Pastoral Penitenciaria Trinitaria

LA RADIO AYUDA A SUPERAR EL CANSANCIO DE LA CÁRCEL

          Radio Ínter-modular es una emisora interna de la prisión. Aquí los mismos encarcelados preparan todas las mañanas sus propios programas radiales. Ahí están tres o cuatro internos e internas en la sala de grabación seleccionando las noticias de cada día, buscando esa música que les va a levantar los ánimos y sobre todo ordenando las dedicatorias y saludos que han llegado escritas por los internos de todos los módulos.

    Juan es un joven  de unos treinta y cinco años,  ha trabajado en una discoteca de disyokey y tiene experiencia en manejar los equipos y en darle a la lengua. Sus primeras palabras son de ánimo y entusiasmo hacia sus compañeros.

- ¡Animo compañeros!... Alegraos, que muy pronto vamos a estar todos en la calle tomándonos unas cervezas fresquitas y unos ricos pescaditos.

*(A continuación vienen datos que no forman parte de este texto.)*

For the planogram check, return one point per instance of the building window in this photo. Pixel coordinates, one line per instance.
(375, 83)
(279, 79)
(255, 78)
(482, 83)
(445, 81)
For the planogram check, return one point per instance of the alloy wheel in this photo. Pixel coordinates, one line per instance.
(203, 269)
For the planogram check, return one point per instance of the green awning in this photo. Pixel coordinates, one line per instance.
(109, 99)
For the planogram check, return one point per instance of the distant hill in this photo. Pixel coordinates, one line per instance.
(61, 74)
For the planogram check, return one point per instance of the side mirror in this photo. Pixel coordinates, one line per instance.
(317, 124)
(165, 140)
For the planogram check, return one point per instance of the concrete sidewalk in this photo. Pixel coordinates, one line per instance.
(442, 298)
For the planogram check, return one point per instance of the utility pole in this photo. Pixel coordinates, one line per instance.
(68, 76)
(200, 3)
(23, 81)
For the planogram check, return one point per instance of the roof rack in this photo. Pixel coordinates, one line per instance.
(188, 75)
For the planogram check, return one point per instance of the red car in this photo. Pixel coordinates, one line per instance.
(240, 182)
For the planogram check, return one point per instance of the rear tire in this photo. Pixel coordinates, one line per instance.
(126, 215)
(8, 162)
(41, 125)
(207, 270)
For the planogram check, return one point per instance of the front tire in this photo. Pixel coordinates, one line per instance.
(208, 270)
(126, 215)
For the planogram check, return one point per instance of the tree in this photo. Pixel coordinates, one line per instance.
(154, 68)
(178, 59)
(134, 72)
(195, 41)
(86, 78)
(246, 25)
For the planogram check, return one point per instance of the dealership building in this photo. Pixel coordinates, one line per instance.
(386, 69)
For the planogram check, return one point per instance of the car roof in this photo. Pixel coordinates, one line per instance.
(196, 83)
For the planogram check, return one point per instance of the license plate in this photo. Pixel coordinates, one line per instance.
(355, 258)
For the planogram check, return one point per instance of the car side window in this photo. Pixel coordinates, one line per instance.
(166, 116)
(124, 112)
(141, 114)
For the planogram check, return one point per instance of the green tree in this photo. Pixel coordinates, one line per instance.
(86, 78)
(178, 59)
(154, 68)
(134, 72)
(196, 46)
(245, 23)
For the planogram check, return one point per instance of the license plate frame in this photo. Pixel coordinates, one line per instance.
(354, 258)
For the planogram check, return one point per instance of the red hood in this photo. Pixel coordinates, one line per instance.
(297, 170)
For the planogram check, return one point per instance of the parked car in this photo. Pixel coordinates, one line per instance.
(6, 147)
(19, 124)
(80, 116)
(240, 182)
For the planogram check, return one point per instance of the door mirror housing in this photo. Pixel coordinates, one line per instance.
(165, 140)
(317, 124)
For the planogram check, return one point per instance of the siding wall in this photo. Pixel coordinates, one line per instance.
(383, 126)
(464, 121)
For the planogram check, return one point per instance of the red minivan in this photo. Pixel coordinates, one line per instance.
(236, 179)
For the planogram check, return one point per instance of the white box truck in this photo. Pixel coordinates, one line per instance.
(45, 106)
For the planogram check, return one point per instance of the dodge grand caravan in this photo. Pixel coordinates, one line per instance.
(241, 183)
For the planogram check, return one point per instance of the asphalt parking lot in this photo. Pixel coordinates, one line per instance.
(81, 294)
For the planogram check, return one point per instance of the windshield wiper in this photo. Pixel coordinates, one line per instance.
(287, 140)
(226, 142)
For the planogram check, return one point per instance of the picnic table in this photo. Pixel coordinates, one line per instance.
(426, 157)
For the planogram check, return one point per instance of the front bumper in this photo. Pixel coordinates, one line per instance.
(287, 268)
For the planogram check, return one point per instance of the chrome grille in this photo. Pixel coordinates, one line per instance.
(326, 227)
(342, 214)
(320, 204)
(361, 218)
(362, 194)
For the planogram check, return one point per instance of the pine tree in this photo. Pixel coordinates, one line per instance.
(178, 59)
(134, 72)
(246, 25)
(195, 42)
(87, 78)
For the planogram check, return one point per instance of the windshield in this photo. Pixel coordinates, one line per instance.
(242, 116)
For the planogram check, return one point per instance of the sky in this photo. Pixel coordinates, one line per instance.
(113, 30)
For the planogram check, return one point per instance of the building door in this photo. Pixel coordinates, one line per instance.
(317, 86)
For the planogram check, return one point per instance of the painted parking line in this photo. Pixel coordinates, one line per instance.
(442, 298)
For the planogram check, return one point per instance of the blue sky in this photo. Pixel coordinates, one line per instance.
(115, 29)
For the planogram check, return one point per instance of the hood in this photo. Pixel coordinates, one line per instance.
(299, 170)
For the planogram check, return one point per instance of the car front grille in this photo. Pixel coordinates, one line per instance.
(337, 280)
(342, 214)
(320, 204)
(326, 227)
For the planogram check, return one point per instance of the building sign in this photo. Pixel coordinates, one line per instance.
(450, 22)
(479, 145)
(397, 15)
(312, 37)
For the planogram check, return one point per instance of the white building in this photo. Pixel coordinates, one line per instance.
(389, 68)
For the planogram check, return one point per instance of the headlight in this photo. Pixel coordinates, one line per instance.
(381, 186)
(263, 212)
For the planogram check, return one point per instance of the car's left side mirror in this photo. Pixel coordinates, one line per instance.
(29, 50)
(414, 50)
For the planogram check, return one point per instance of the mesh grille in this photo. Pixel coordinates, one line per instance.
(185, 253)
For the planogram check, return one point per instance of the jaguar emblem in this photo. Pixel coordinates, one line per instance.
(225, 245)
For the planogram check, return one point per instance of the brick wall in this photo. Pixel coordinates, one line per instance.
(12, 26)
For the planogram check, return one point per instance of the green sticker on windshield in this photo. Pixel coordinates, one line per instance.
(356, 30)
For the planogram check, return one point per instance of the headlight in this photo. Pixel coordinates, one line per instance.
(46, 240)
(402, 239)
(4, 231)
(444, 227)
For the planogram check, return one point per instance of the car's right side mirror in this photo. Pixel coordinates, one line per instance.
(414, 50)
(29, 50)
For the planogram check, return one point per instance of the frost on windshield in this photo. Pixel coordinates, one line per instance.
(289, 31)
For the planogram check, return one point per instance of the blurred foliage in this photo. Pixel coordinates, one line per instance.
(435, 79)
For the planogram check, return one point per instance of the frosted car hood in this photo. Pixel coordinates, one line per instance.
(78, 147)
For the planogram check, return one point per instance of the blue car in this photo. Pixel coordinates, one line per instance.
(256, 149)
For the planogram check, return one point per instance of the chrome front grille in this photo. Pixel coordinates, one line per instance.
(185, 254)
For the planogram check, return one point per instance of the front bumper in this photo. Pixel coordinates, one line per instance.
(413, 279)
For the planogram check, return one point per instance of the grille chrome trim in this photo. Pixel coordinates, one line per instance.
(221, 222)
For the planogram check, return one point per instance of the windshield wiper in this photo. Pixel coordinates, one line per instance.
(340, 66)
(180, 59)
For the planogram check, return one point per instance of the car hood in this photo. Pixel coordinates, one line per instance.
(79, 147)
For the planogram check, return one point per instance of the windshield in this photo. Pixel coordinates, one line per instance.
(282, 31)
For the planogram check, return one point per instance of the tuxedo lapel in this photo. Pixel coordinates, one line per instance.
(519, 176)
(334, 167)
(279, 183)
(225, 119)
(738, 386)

     No son profesionales de la comunicación pero les apasiona el poder comunicar alegría, paz, esperanza y libertad a través de las ondas radiales. Comentan las noticias del día, hacen entrevistas muy interesantes, opinan de la realidad, ponen música y leen los saludos y dedicatorias de los internos. Verdaderamente son muy buenos locutores que nada tienen que envidiar a los de cualquier radio comercial. Sobre todo saben poner corazón y vida a esas dedicatorias escritas desde el chavolo con muchas faltas de ortografía pero con mucho amor.

- “Para mi Pepi que está en el modulo de mugeres quiero decirle que aquí en la cárcel he descuvierto todo lo que te quiero. Todas las noches en mi chavolo las paso pensando en ti. Animo Pepi, que te quiero mucho y que no te canviaria por nada en el mundo. Ya no puedo vibir sin ti. Con mucho amor y cariño te dedico la canción “Camela”.

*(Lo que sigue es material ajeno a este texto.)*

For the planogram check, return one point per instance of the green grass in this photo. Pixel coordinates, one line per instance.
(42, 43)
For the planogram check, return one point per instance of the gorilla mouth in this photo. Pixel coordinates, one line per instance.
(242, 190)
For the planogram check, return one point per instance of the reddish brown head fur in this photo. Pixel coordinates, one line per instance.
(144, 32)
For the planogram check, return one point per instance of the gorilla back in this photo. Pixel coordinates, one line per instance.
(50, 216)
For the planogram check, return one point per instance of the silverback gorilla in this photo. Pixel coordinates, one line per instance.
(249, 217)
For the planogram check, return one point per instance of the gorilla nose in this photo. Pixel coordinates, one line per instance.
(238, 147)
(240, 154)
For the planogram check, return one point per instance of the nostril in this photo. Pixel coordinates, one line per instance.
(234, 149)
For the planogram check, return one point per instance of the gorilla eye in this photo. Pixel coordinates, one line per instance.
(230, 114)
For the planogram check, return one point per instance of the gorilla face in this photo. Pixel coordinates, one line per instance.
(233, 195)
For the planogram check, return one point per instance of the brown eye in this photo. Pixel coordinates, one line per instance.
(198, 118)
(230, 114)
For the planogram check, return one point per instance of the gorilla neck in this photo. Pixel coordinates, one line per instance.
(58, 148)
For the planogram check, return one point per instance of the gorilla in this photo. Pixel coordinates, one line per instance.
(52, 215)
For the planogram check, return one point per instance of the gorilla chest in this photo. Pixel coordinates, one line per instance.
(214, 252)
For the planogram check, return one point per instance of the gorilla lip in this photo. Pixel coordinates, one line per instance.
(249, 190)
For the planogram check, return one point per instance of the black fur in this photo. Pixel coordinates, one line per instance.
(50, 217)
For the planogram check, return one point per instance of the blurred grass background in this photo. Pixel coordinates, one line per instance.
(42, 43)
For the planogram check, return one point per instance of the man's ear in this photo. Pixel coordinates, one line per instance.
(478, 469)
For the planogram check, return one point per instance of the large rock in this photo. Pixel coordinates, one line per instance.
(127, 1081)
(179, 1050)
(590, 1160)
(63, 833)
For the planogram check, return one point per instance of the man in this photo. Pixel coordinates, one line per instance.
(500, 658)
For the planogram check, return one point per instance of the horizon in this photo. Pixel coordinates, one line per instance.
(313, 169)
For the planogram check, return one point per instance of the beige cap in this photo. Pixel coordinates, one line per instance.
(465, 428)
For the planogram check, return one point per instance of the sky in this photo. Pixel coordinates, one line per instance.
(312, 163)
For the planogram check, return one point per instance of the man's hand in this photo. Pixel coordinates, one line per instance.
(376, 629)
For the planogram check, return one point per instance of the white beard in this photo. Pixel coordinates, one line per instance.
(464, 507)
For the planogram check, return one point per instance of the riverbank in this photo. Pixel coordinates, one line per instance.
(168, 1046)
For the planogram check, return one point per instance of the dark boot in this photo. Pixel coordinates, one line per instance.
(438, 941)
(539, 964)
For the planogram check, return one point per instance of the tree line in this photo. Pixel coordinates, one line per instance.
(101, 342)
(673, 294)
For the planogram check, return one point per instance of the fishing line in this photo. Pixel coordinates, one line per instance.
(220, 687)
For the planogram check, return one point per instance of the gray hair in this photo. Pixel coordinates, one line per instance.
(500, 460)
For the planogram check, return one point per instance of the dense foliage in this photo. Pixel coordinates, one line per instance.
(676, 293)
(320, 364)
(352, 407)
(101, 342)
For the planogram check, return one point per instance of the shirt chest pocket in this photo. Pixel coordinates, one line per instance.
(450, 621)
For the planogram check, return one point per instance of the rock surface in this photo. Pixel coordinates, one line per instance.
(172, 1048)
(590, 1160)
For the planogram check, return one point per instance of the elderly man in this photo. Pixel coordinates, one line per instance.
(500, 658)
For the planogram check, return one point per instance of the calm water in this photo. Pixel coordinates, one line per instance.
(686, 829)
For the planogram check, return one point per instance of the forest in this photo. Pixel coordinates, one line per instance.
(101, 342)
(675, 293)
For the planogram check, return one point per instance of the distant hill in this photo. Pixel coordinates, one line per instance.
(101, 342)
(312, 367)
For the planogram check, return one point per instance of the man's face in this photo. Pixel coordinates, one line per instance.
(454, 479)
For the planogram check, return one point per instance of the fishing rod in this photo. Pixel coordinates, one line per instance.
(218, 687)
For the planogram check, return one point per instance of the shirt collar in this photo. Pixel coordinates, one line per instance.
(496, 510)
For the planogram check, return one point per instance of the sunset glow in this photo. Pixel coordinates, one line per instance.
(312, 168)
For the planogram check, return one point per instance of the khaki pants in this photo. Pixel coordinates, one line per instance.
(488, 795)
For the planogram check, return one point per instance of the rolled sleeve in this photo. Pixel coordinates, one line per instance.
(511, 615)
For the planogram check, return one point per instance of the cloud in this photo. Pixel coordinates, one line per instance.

           Los saludos y dedicatorias se multiplican…. Todos ellos repletos de amor y sentimientos. Ahora Lucy pensando en  sus compañeras lee emocionada:

- Para mi padre y mi hermano que están en el modulo cuatro, que sepan que no les olvido. Un beso de la Loli…. Para el Chato de mi marido… que te acuerdes siempre de tu mujer y que pronto vamos a salir de la cárcel…. Un beso de tu mujer, la Juani.

            Al mediodía los locutores y locutoras se acercan a los micrófonos para despedirse:

-¡Bueno, bueno colegas!… ya están llegando los carritos de comida a los módulos y va siendo hora de despedirnos…. Que paséis un buen día y a no amargarse que la vida es más larga que estos cuatro días en la cárcel… A no perder los ánimos y a seguir soñando con esa libertad que nos hará a todos libres y felices. Hasta mañana amigos.

 

Preguntas para la reflexión:

1.- ¿Qué opinas de la labor de esta radio interna en la cárcel?

2.- ¿Qué puede aportar una radio a la cruda realidad de la cárcel?

3.- ¿Qué les aconsejarías a los locutores?